The HR and benefits administration firm looked at the statistical median and discovered that a company with 1,000 enrolled employees and a median health premium cost of $8,325 per employee annually is likely to experience $133,200 in additional costs for 2011 because of this provision.

Nevertheless, the bswift Special Report found a widely disparate impact of the provision among employers.

On the high end of the spectrum, the impact could be more than 13% of an employer’s total health care costs. On the low end, the impact could be less than 0.3% of total health care costs.Impact varies based on size, age and family composition of the company’s workforce, as well as the employer’s current dependent eligibility rules.

In order to minimize employee confusion surrounding the dependent eligibility extension and reduce administrative hassle, many companies have already changed their dependent eligibility rules in advance of the law’s 2011 deadline, analysts at bswift found.

The “affordability” provision’s impact on employers

Companies with more than 50 employees will face stiff penalties beginning in 2014 if they do not offer full-time employees an affordable health plan option that costs less than 9.5% of the employee’s total household income.

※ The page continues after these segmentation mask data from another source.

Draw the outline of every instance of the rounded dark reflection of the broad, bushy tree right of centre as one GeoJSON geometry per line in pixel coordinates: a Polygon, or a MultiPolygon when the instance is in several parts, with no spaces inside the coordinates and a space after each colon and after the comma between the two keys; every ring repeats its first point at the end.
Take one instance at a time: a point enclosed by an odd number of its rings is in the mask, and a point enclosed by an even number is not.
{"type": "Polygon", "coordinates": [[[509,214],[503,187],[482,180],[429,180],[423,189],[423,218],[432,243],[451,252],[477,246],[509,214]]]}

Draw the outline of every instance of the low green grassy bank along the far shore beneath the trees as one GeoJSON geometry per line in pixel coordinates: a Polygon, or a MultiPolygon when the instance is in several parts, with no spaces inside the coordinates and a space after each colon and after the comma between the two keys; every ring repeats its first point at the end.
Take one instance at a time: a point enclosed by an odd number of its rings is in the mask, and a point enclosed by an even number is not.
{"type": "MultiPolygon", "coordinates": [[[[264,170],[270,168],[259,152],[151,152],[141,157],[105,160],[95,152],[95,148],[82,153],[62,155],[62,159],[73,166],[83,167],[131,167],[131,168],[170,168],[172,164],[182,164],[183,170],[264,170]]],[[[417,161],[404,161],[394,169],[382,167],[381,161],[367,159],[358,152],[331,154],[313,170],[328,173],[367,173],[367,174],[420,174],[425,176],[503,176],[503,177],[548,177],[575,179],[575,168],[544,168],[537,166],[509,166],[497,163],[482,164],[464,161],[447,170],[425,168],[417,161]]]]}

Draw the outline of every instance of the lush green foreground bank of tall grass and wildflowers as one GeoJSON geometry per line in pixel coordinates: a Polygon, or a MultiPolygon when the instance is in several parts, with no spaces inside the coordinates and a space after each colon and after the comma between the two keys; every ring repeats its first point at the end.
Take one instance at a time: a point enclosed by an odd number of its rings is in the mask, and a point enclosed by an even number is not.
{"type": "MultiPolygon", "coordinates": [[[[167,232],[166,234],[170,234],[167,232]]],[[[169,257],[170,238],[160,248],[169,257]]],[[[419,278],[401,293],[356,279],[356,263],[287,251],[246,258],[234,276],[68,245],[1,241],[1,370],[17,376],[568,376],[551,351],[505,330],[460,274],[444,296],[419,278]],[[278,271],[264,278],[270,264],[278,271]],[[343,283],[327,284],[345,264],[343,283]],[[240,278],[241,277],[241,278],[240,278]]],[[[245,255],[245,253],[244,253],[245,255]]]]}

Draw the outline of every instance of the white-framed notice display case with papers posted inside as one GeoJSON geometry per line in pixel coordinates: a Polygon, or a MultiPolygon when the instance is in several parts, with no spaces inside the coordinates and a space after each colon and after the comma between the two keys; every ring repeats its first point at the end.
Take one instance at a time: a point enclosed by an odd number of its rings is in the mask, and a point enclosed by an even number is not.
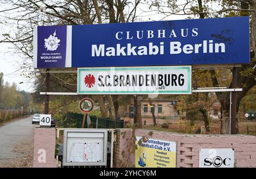
{"type": "Polygon", "coordinates": [[[63,166],[106,166],[108,129],[64,128],[63,166]]]}

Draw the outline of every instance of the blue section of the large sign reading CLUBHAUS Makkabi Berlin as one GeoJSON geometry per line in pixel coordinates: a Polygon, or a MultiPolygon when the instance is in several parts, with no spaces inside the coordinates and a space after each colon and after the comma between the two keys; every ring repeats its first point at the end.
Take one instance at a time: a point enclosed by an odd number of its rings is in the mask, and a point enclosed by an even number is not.
{"type": "Polygon", "coordinates": [[[250,63],[248,16],[67,28],[65,67],[250,63]]]}

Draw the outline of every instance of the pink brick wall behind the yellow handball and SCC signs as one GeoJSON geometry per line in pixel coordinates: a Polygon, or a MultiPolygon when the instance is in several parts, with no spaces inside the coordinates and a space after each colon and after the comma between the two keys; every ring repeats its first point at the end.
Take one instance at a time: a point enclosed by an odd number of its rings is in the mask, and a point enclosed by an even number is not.
{"type": "MultiPolygon", "coordinates": [[[[151,130],[136,130],[135,136],[146,136],[151,130]]],[[[236,167],[256,167],[256,136],[250,135],[187,135],[154,131],[148,138],[176,141],[177,167],[199,167],[200,148],[233,148],[236,167]]],[[[117,130],[115,167],[134,166],[134,153],[129,151],[133,141],[132,130],[117,130]],[[130,157],[128,158],[127,156],[130,157]]]]}

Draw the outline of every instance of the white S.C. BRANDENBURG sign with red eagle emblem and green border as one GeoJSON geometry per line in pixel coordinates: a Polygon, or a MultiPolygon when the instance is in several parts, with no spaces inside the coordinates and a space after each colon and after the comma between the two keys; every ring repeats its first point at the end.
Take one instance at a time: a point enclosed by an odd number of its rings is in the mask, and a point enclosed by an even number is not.
{"type": "Polygon", "coordinates": [[[191,94],[191,66],[78,68],[79,94],[191,94]]]}

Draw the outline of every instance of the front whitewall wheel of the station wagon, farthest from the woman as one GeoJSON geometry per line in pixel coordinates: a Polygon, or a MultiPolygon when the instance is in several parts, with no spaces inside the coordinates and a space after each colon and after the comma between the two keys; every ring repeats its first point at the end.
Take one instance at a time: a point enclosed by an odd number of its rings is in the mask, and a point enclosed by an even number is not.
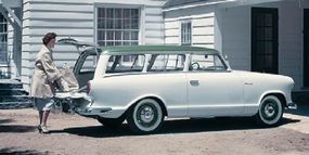
{"type": "Polygon", "coordinates": [[[283,115],[282,103],[275,95],[267,95],[261,100],[257,122],[263,127],[276,126],[283,115]]]}

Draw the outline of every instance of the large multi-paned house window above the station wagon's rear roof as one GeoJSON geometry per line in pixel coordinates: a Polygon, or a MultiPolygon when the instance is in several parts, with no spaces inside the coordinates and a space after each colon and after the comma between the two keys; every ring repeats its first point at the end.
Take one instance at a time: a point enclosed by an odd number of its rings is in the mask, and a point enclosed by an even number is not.
{"type": "MultiPolygon", "coordinates": [[[[98,8],[98,44],[139,44],[139,9],[98,8]]],[[[131,61],[129,55],[123,57],[123,62],[131,61]]]]}

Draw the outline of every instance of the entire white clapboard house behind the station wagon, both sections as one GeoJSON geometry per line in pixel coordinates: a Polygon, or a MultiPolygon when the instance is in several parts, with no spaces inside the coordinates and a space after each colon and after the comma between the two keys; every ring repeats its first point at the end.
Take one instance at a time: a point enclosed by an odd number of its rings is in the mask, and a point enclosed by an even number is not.
{"type": "MultiPolygon", "coordinates": [[[[233,69],[287,75],[295,90],[309,87],[308,0],[0,0],[0,76],[11,73],[26,90],[49,31],[100,46],[215,48],[233,69]]],[[[78,56],[72,47],[54,52],[59,66],[78,56]]]]}

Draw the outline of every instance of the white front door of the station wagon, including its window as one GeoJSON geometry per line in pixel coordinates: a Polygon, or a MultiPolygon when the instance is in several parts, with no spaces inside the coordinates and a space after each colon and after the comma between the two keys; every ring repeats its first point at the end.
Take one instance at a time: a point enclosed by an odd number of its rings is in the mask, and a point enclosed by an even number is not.
{"type": "Polygon", "coordinates": [[[188,82],[190,117],[236,116],[244,111],[241,77],[219,55],[191,55],[188,82]]]}

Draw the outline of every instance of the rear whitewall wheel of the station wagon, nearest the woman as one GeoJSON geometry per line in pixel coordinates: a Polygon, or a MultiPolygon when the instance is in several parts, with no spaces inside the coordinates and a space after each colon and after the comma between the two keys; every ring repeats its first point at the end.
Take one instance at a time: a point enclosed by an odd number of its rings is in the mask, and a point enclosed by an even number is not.
{"type": "Polygon", "coordinates": [[[162,127],[163,120],[163,109],[159,103],[152,99],[142,100],[130,108],[127,118],[129,127],[138,133],[157,131],[162,127]]]}

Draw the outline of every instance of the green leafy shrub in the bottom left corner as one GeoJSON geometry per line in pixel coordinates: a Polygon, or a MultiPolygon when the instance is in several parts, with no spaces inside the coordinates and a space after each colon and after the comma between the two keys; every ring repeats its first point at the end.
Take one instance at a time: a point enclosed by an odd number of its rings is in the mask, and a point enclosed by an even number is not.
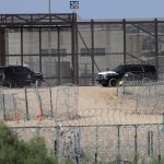
{"type": "Polygon", "coordinates": [[[33,138],[28,142],[0,124],[0,163],[2,164],[58,164],[54,154],[48,154],[45,140],[33,138]]]}

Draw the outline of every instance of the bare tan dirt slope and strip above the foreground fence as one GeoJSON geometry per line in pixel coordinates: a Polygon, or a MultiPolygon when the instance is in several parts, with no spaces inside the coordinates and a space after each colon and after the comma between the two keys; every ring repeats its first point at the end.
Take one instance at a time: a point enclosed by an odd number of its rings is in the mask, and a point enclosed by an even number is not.
{"type": "MultiPolygon", "coordinates": [[[[74,110],[65,112],[67,119],[56,119],[38,117],[33,120],[7,121],[9,126],[56,126],[57,122],[71,126],[90,126],[90,125],[129,125],[129,124],[161,124],[162,116],[154,114],[136,114],[137,99],[132,96],[125,98],[118,96],[117,87],[102,86],[77,86],[74,110]]],[[[59,95],[60,96],[60,95],[59,95]]],[[[68,95],[69,99],[71,96],[68,95]]],[[[58,97],[59,99],[62,97],[58,97]]],[[[52,99],[56,102],[56,99],[52,99]]],[[[71,106],[74,102],[69,102],[71,106]]],[[[68,106],[69,106],[68,105],[68,106]]],[[[72,107],[72,106],[71,106],[72,107]]]]}

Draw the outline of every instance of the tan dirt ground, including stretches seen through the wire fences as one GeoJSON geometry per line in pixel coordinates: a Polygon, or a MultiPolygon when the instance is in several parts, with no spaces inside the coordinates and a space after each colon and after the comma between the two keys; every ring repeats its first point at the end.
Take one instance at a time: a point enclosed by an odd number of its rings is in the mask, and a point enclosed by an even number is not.
{"type": "MultiPolygon", "coordinates": [[[[28,103],[31,103],[30,109],[33,108],[30,113],[36,112],[34,119],[24,120],[20,118],[19,122],[14,120],[5,122],[13,127],[24,140],[34,136],[43,136],[50,149],[54,149],[54,140],[57,138],[58,128],[54,127],[61,124],[63,130],[60,138],[61,152],[69,152],[66,150],[66,145],[70,145],[70,140],[74,140],[74,134],[80,132],[81,147],[85,152],[90,152],[89,156],[94,159],[93,152],[98,147],[98,156],[106,160],[109,157],[112,160],[118,152],[118,125],[122,125],[120,127],[120,152],[122,159],[126,159],[126,155],[131,155],[134,150],[133,125],[141,124],[138,127],[138,142],[139,145],[144,147],[138,151],[142,154],[143,148],[147,149],[148,147],[148,130],[154,132],[154,141],[157,141],[157,128],[156,126],[153,127],[153,124],[162,124],[163,120],[162,115],[136,113],[137,99],[134,95],[138,90],[132,87],[132,90],[128,90],[128,96],[124,96],[122,90],[117,90],[117,87],[75,86],[75,90],[74,86],[54,87],[51,89],[54,117],[43,116],[40,122],[36,98],[31,90],[28,91],[28,103]]],[[[22,91],[12,90],[12,92],[17,93],[17,98],[23,98],[22,91]]],[[[47,97],[48,102],[43,102],[44,109],[46,109],[49,107],[47,89],[42,89],[39,93],[43,99],[47,97]]],[[[21,105],[17,106],[19,109],[23,108],[21,105]]],[[[163,142],[163,139],[161,141],[163,142]]],[[[155,148],[157,148],[157,143],[154,143],[155,148]]],[[[148,152],[145,149],[144,152],[148,152]]]]}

Under the provision, the new law will penalize employers $3,000 per year for each full-time employee who receives a federal tax credit or subsidy to buy coverage within a state-based insurance exchange because his or her health plan is considered unaffordable. To qualify for the credit, employees must disclose household income information to the government.

Using employee salary data, bswift analysts estimated an organization’s risk of failing the “affordability” test in 2014. They uncovered that 52% of employers are likely to have more than 5% of employees in the “danger zone” (who pay more than 9.5% of their compensation for health premiums).

Again, bswift looked at the statistical median and found that a company with 1,000 employees is likely to have 5.8% (58 employees) in this “danger zone,” which entails $174,000 annually in penalties or 2% of the employer’s total health care costs.

Unfortunately, some employers face a more expensive problem. For employers with more lower-salaried employees and less generous health contributions, the “affordability” provision has even more costly repercussions.

In this case, bswift found that a company with 1,000 employees and 20% in the “danger zone” could experience penalties of $600,000 annually or 7.5% of the employer’s total health care costs.

Overall, the bswift Special Report finds that approximately one in three employers has more than 20% of their employees in the “danger zone.”

“For employers, this legislation puts a whole new level of urgency not only around compliance but also around the evolution of their health and employee benefit strategies. In response to PPACA, employers are modifying their health plans and employee contribution programs for 2011 and beyond. We are also seeing employers re-visit how health care fits into their employees’ total compensation package,” says Gallun.

The bswift CEO concludes, “As employers modify their health programs over the next several years, the role of the Exchanges should remain top of mind – not just as a negatively perceived ‘dumping ground’ (‘Pay or Play’) but rather as an opportunity to refine the implicit health care contract between employer and employee. Some leading edge employers are looking seriously at a Defined Contribution approach – with the Utah Health Exchange and also in the large employer market – as an incremental pathway out of the relentless burden of providing increasingly expensive health coverage to employees.”